An unusual pattern of bruising

Robert Morris 1, Richard P Usatine 2
PMCID: PMC1070868  PMID: 10832418

QUESTION: A 17-year-old Vietnamese boy being admitted to a juvenile detection facility had linear, bruise-like lesions on his back. The possibility that he was a victim of child abuse was suspected after he claimed to have no knowledge of the cause of the bruising. Are there any other explanations for these marks?

ANSWER: The patient had symmetric linear groupings of petechiae on his back but at no other site. Initially, he claimed to have no idea about their cause. When the practice of coining (rubbing the skin firmly with the edge of a coin) was described to him, he admitted that his mother had engaged in coining him about 4 days previously. She had attempted to improve his breathing, using a method that is common in her country of origin, when she found him unconscious after an episode of illicit drug use. The young man was reluctant to discuss this incident because he was embarrassed by his mother's use of a technique that he considered archaic and un-American.
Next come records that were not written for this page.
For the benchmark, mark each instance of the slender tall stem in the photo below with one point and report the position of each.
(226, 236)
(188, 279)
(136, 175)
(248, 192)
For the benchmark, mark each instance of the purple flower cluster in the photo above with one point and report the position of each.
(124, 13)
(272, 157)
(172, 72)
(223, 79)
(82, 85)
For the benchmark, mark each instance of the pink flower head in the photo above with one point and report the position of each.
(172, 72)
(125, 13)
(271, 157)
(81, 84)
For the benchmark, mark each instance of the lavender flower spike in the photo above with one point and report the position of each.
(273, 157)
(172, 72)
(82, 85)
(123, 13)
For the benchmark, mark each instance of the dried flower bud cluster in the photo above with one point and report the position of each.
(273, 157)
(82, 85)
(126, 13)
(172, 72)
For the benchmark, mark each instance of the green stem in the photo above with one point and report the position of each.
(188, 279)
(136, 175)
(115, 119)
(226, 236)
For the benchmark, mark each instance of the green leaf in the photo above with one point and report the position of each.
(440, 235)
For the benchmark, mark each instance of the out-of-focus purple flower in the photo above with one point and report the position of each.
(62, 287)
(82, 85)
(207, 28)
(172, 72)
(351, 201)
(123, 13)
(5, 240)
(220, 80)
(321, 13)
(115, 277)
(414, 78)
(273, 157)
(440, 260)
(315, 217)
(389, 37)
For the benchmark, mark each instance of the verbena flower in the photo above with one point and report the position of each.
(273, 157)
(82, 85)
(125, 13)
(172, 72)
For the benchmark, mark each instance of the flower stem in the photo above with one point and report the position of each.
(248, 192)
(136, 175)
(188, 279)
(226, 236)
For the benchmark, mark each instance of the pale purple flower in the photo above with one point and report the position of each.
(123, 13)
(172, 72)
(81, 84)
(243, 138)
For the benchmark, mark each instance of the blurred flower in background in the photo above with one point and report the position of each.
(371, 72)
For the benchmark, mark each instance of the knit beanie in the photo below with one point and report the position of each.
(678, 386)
The petechiae resolved 4 days later. This episode was used to discuss with the patient his mother's concerns regarding his drug use. He was able to talk about the dangers of drug misuse in the context of the lifethreatening event he had experienced.

The symmetric, linear pattern of petechiae on the back is classic for coining. Bruises caused by inflicted trauma would usually be randomly distributed and often would involve more than one part of the body. Therefore, if the examiner is sure the lesions are petechiae, the next question to ask is what could have caused such carefully placed lesions. The clinician might also inquire as to why or how these marks came to be placed on the patient's back.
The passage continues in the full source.